In that case, it would be a local variable and could not be returned from the function.

At any rate, I would avoid returning malloc'ed memory as well, as this is a very common source of memory leaks. The best way, generally, is to have to user pass a buffer and buffer length to the function, ie:

Code:

char* foo(char* buffer, size_t max_length)
{
	char text[] = "baz";
	size_t length = strlen(text);
	if(length >= max_length)
		return NULL;
	strncpy(buffer, text, length);
	return buffer;
}

Originally Posted by itCbitC

The first one is to be avoided at all costs as str disappears the instant the function that contains it returns unless str is on the heap instead of on the stack.
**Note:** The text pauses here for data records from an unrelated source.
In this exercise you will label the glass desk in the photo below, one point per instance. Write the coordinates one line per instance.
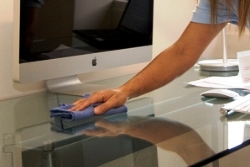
(172, 126)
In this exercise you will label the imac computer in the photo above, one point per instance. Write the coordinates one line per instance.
(58, 40)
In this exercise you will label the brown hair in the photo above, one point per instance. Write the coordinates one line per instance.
(243, 12)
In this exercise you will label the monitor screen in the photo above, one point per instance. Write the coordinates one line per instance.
(47, 45)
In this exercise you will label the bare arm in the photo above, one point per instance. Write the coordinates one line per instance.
(173, 61)
(168, 65)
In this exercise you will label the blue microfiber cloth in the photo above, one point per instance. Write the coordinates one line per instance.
(63, 112)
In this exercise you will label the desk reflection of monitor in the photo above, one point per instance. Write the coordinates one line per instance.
(51, 52)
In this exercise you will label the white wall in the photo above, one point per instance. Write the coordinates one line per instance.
(171, 18)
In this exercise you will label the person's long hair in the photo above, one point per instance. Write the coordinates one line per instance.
(243, 12)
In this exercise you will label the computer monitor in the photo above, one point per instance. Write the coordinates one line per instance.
(46, 49)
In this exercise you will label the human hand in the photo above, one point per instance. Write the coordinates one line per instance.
(112, 98)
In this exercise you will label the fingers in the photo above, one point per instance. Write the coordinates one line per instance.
(109, 99)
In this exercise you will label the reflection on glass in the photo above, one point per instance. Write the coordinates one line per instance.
(61, 28)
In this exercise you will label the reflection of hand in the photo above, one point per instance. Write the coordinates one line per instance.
(110, 98)
(166, 134)
(106, 128)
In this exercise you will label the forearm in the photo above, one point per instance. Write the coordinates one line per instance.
(168, 65)
(173, 61)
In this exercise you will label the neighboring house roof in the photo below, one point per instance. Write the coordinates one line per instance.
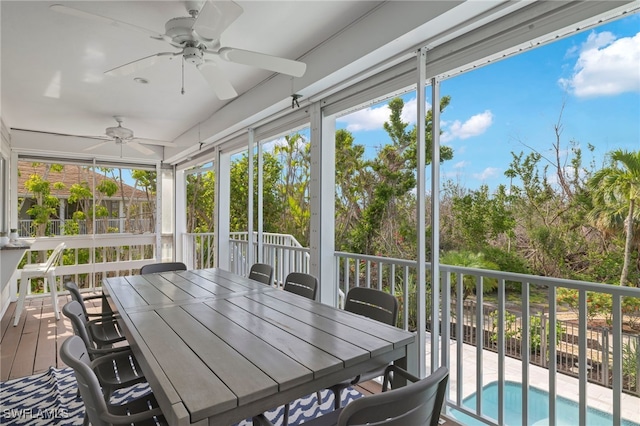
(71, 174)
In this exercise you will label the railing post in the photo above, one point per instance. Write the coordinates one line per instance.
(543, 340)
(605, 357)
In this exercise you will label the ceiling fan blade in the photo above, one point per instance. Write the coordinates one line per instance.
(215, 17)
(96, 146)
(261, 60)
(105, 20)
(142, 63)
(217, 80)
(140, 148)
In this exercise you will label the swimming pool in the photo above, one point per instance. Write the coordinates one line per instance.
(566, 410)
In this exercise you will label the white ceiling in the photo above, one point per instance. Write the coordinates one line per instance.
(52, 64)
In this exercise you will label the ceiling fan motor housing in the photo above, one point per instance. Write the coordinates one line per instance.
(193, 55)
(119, 132)
(180, 29)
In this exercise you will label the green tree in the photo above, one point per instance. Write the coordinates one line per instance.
(46, 202)
(616, 191)
(271, 198)
(294, 155)
(480, 217)
(470, 259)
(200, 202)
(386, 216)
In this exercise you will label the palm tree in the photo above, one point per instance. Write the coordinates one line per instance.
(615, 192)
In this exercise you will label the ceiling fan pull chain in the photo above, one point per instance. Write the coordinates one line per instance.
(182, 91)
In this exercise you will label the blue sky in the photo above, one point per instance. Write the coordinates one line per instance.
(507, 105)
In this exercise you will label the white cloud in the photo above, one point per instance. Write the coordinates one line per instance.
(486, 173)
(373, 118)
(606, 66)
(474, 126)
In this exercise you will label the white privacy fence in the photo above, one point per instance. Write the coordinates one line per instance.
(56, 227)
(604, 355)
(88, 259)
(282, 251)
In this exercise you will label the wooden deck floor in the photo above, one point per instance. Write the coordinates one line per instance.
(32, 346)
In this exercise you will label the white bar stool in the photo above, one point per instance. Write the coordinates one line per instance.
(45, 270)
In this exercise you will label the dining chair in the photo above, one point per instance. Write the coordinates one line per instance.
(375, 304)
(153, 268)
(305, 285)
(46, 270)
(261, 272)
(121, 371)
(140, 411)
(103, 331)
(417, 404)
(76, 295)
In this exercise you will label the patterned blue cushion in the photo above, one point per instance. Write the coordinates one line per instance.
(50, 398)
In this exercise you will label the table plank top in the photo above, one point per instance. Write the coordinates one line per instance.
(217, 347)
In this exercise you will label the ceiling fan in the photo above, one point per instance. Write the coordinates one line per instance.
(197, 37)
(121, 136)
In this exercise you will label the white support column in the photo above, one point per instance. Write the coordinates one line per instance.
(221, 210)
(435, 225)
(260, 202)
(13, 215)
(121, 216)
(322, 204)
(250, 191)
(180, 217)
(421, 288)
(159, 208)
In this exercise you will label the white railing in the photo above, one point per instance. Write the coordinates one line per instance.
(88, 259)
(282, 251)
(478, 365)
(55, 227)
(499, 341)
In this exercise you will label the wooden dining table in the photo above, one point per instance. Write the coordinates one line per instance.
(218, 348)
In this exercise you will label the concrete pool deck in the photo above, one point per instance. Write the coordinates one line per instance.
(566, 386)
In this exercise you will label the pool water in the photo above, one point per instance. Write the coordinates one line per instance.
(566, 410)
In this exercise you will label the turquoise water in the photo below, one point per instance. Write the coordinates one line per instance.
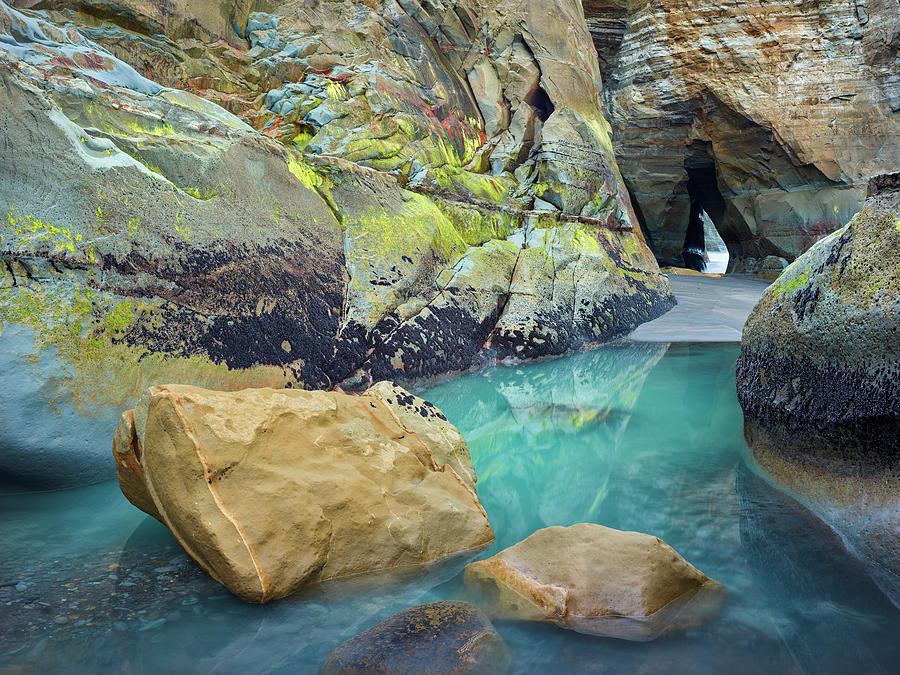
(644, 437)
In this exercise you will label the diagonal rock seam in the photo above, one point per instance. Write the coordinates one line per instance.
(188, 426)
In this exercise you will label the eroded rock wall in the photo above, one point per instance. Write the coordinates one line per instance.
(783, 110)
(329, 193)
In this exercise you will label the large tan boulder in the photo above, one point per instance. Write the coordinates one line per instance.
(268, 490)
(595, 580)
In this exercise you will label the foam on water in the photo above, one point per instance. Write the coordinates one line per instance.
(637, 437)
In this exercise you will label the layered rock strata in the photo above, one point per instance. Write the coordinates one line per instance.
(819, 380)
(269, 490)
(334, 194)
(773, 115)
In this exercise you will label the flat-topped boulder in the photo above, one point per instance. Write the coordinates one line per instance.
(269, 490)
(595, 580)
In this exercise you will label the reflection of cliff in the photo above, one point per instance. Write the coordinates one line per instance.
(824, 592)
(557, 424)
(856, 492)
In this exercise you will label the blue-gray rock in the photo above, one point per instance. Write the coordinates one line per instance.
(437, 637)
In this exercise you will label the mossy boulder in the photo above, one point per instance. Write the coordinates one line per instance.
(819, 381)
(821, 347)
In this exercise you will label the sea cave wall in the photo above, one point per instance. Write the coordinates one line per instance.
(311, 194)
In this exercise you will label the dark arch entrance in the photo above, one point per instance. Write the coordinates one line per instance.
(703, 193)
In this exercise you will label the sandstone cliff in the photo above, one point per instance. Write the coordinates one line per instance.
(774, 115)
(329, 193)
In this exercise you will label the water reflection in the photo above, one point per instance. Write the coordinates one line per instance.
(830, 614)
(547, 430)
(633, 436)
(852, 484)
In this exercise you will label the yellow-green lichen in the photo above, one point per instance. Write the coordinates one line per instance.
(416, 226)
(95, 366)
(785, 285)
(27, 229)
(196, 193)
(476, 226)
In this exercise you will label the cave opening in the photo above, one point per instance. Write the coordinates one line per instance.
(540, 101)
(704, 249)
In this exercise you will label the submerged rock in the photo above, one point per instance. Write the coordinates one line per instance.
(431, 639)
(819, 380)
(269, 490)
(595, 580)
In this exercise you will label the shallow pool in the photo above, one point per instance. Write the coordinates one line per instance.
(634, 436)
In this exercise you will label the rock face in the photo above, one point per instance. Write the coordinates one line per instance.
(819, 380)
(335, 194)
(269, 490)
(774, 115)
(595, 580)
(434, 638)
(821, 347)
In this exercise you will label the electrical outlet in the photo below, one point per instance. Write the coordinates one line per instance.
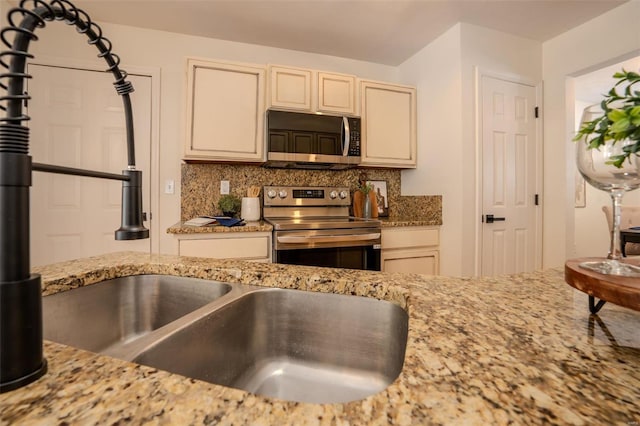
(224, 187)
(169, 186)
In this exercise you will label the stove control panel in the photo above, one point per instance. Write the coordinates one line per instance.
(302, 196)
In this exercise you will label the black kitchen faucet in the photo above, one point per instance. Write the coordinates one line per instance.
(21, 354)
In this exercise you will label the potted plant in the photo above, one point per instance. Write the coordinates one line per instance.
(609, 158)
(229, 204)
(620, 119)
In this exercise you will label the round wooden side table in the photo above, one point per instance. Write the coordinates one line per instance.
(622, 291)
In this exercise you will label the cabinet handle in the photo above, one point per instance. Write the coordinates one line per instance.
(346, 136)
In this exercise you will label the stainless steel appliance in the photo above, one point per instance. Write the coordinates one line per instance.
(312, 141)
(312, 227)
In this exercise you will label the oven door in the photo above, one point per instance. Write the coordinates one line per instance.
(334, 248)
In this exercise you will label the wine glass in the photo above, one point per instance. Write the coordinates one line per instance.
(594, 165)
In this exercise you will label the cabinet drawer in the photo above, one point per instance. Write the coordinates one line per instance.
(227, 248)
(411, 262)
(407, 237)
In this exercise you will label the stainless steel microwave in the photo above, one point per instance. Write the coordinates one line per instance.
(312, 141)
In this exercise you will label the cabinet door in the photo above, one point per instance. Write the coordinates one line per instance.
(336, 93)
(388, 125)
(290, 88)
(225, 111)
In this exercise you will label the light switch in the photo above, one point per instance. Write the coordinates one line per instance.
(169, 186)
(224, 187)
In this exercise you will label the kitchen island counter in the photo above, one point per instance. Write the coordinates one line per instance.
(516, 349)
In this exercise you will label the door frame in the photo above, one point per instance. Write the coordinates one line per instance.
(154, 74)
(479, 73)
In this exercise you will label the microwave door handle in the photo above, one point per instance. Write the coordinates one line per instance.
(346, 136)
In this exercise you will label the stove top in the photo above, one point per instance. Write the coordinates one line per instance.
(304, 207)
(284, 223)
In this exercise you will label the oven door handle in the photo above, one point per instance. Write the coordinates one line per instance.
(327, 238)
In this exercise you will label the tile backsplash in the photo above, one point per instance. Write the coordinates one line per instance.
(201, 185)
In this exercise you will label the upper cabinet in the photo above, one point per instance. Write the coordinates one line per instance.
(336, 93)
(389, 131)
(290, 88)
(308, 90)
(225, 111)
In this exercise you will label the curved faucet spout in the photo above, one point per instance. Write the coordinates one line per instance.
(21, 356)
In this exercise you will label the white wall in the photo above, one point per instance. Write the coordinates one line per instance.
(607, 39)
(166, 52)
(445, 73)
(436, 72)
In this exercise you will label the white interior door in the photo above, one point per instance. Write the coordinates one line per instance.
(510, 243)
(77, 120)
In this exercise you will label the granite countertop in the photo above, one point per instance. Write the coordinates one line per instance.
(262, 226)
(181, 228)
(518, 349)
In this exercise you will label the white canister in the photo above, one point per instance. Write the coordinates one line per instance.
(250, 209)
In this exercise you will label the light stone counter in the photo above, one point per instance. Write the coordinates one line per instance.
(262, 226)
(508, 350)
(181, 228)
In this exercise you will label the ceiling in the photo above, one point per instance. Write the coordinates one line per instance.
(380, 31)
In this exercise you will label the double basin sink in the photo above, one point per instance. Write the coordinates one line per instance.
(287, 344)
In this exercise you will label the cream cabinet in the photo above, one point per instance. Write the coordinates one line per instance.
(336, 93)
(253, 246)
(307, 90)
(389, 129)
(225, 111)
(290, 88)
(411, 249)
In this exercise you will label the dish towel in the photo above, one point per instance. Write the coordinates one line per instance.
(230, 222)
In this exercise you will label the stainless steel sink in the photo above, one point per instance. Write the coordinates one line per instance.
(108, 316)
(288, 344)
(293, 345)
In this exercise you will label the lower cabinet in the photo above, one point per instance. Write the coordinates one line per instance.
(411, 249)
(253, 246)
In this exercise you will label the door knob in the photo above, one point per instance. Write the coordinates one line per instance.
(490, 218)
Yes, when the stack is popped str is not visible anymore leaving you with a dangling pointer in the caller ie output now points to a non-existent location.

As long as str isn't on the stack ie a local variable.

Isn't this true with an ordinary variable. For eg.

Code:

int func(void)
{
int sum;
sum=32;
return sum;
}

Whenever the function is returned sum gets destroyed. So why is this only considered with pointers?

Originally Posted by BEN10

Whenever the function is returned sum gets destroyed. So why is this only considered with pointers?

Right. So the local variable is destroyed when the function goes out of scope. If you return a pointer to the local variable, one can then reason that the caller would get a copy of a pointer to a variable that no longer exists. In the case of buffer, the caller would get a pointer to the first element of an array that no longer exists.

Still I'm very much confused. I dont understand how does all this returning procedure works fine if the variable gets destroyed(even in simpler cases where no pointer is involved).

Originally Posted by jeanluca

Code:

char* getSomething() {
   char* str = "hello" ;
   return str ;
}

is str stored on the heap ? I would say it local -> stack!

itCbitC thnx for the tutorial!

The variable str itself is local and therefore stored on the stack. It disappears (is popped off the stack) at the end of the function. However, the value it stores and is returning to the caller is the address of the string literal "hello" which exists in the program's read-only data segment. This address will exist throughout the program's existence and is therefore safe to return using this function.

Originally Posted by BEN10

Still I'm very much confused. I dont understand how does all this returning procedure works fine if the variable gets destroyed(even in simpler cases where no pointer is involved).

Where pointers are not involved, the value/literal to be returned is copied from the stack frame of the callee into the stack frame of the caller. Storage is already allocated in the stack frame of the callee for the value being returned. Did you try to Google it?

[edit] Here's a link on stack howto [/edit]

Originally Posted by jeanluca

Hi All

Consider the following function

Code:

char* getSomething() {
   char* str = "hello" ;
   return str ;
}

which I can use as follows

Code:

   char* output = malloc( 6 * sizeof(*output) ) ;
   output = getSomething() ;

or

Code:

   char *output = getSomething() ;

I would say that the last usage should be avoided, right?

But an other problem might be char* str, because it goes out of scope when the function finishes, meaning the memory will be available again. Is this statement right ?

If so, it could then give problems when using 'output'. And in which situation can you return a pointer ?

Any comments on the above, because I have the feeling I don't really understand this stuff!

thnx a lot
LuCa

Note that the first use is bad, since you are only assigning a new value to the pointer, and not to the allocated memory.
The allocated memory's address is stored in the pointer and is lost once you assign another value to the pointer from the returned function, thus creating a memory leak.